The Ancient Romans also developed the concept of ‘Fomentum’, which was designed to aid in the healing of older wounds and infections. Fomentum was a type of mashed food made from rye, barley, and oats, and was usually eaten with wine. This type of nutrition was believed to help the healing process. Ancient Roman physicians also employed the use of alternative treatments such as acupuncture, massage therapy, and herbal remedies.

Hospitium and Dining Etiquette

The concept of ‘hospitium’ was an unwritten law of Ancient Rome, which required the host to provide enough food and drink to their guests, as well as entertainment and conversation. Ancient Romans were very particular when it came to establishing the ‘rules of hospitality’. It was seen as impolite to drink too much wine or display bad behaviour, so in order to maintain an acceptable level of decency, the host was expected to provide food and entertainment of a suitable quality.

The Romans had a complex set of dining etiquette guidelines, which included things like where to sit, how to serve food, and how to behave at the table. The guests would be served in ‘triclinia’, three couches arranged in a circular pattern, and the host of the meal would be served last. The guests would be expected to demonstrate proper manners, such as washing their hands before the meal and not eating with their hands. It was also considered rude to talk at all during a meal, and the host was expected to ensure that the conversation was kept to a relevant topic.

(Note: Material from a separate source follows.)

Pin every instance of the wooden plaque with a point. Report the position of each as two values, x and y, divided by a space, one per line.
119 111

Influence on Modern Cuisine

Ancient Roman cuisine has had a lasting influence on modern food. Many of the dishes and ingredients used in modern Italian cuisine have their origins in Ancient Rome, such as pasta, pizza, and olives. From the Middle Ages to the Renaissance, Roman cuisine was adopted and adapted by the ruling classes of Italy, resulting in the development of regional cuisines. In the 19th and 20th centuries, Italian migrants introduced Roman dishes to the Americas, influencing the development of American Italian cuisine.

The influence of Ancient Roman cuisine can also be seen in modern restaurant and fine dining establishments. Many high-end restaurants feature dishes that have been inspired by the ancient Roman way of eating. Similarly, many modern cookbooks feature modern adaptations of Roman recipes. Even today, the legacy of Ancient Roman cuisine is alive and well, evident in the flavours and ingredients found in modern Italian and Roman cooking.

Moshe Rideout is a professional writer and historian whose work focuses on the history of Ancient Rome. Moshe is passionate about understanding the complexity of the Roman Empire, from its architecture to its literature, political systems to social structures. He has a Bachelor's degree in classic studies from Rutgers University and is currently pursuing a PhD in classical archaeology at UMass Amherst. When he isn't researching or writing, he enjoys exploring ruins around Europe, drawing inspiration from his travels.